How to Utilize Submodules within Git Repos

One Solution When the Primary Code Can be Open Source, but Specific Content Needs to be Private

Paige Niedringhaus
Bits and Pieces

--

Photo by Sigmund on Unsplash

The Dev Community’s Willingness to Share Almost Anything is One of the Many Reasons I ❤️ Being a Web Developer

From the first day I started learning to code at my bootcamp, I learned how open, how helpful and how freely info is shared within the web development community. It’s awesome and inspiring (and at times a little overwhelming). So. Much. Information!

But truly, I have such respect for the people who are open source maintainers of code, the people who answer questions on Stack Overflow, the people who speak at conferences, make courses, write books and blogs — and (often) do so on their own time, outside of their day jobs.

What other industry can you point to where such open collaboration and sharing (for no other benefit than to build cool things and enable others to do so too), is not only encouraged but also celebrated?

This is a reason why I, myself, write now. I’ve been lucky enough to learn so much between the problems I get to solve at my day job and the problems I’ve run into and overcome in my side projects, that I wanted to give back to the community I’ve benefitted so much from.

So let’s talk about a topic I learned a good bit about recently: Git submodules.

Imagine, if you will, a scenario where you want to share the majority of a code base with everyone, but perhaps, keep one folder within that codebase private. I encountered this very scenario when building my personal website. I used a popular, albeit barebones, Gatsby starter site to build it, which I’m happy to share the source code for (the styling, the colors, the React components and structure — have at it, no trade secrets there).

However, my site also houses my personal articles on web development and technology (like the one you’re reading now), and I’d rather not make it so easy that anyone could fork my whole repo, deploy it live, and have all of the articles I’ve put the time and effort into creating under their own name on a copycat site (it sounds a little ridiculous to think this would happen so blatantly, but I assure you, it’s not as far-fetched as it seems).

And so, meet Git submodules, a way to have the best of both worlds: the public repo with the source code anyone can see, and inside of it, a private repo with the protected information only specific people can access.

Essentially, Git submodules are a way to have two or more repos work together as a single unit. One project (or more), entirely separate from, yet used within, another project.

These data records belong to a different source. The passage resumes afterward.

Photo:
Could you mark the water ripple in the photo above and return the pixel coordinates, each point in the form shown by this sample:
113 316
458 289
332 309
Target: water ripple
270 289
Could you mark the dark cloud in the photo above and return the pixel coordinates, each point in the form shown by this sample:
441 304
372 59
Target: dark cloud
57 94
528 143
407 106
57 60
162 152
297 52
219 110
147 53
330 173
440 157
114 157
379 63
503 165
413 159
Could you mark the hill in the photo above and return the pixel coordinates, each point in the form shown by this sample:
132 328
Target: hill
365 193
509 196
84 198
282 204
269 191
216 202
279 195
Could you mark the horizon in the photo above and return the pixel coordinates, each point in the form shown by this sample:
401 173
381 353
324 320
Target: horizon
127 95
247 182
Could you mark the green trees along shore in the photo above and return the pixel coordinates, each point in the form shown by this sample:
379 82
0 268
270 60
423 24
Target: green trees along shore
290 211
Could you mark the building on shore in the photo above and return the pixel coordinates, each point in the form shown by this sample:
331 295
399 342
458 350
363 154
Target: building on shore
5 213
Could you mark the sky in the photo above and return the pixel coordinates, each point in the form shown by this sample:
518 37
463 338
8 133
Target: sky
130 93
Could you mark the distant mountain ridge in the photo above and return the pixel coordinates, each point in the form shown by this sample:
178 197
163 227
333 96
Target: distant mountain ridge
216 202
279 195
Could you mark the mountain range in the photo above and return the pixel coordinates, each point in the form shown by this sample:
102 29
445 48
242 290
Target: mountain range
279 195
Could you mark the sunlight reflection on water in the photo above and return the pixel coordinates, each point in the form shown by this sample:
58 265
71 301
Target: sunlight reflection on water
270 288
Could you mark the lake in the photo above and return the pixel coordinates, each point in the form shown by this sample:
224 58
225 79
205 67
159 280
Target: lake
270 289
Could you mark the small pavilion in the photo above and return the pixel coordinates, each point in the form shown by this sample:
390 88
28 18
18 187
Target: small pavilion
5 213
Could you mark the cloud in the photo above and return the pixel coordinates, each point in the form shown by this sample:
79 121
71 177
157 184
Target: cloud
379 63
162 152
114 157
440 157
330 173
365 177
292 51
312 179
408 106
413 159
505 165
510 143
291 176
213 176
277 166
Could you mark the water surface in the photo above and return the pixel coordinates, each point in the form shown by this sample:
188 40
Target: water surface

It is true the same can be achieved by authoring independent components and composing them together using Bit (with some components exported to a private remote scope and others to a public remote scope) but I guess that’s more of a matter of preferred methodology than anything else.

Enter Git Submodules

There’s a fantastic Git version control book (also available for free online), that does a wonderful job of explaining the reason for Git submodules:

It often happens that while working on one project, you need to use another project from within it. Perhaps it’s a library that a third party developed or that you’re developing separately and using in multiple parent projects. A common issue arises in these scenarios: you want to be able to treat the two projects as separate yet still be able to use one from within the other. — Git SCM

And yes, you could just copy the source code from one project and drop it into the other, but then if you update the copied source code later and want those same updates reflected in the original library, (or in my case, want some code in a repo to be private and other code to be public), it gets messy and hard to keep track of pretty quickly.

Git addresses this issue using submodules. Submodules allow you to keep a Git repository as a subdirectory of another Git repository. This lets you clone another repository into your project but still keep your commits to that project separate.

Sounds handy, right? Let me show you how it’s done — I’ll use my own site code as an example.

Create a Submodule (Another repo in GitHub)

So, first things first, create the repo to be imported into the other project (the submodule).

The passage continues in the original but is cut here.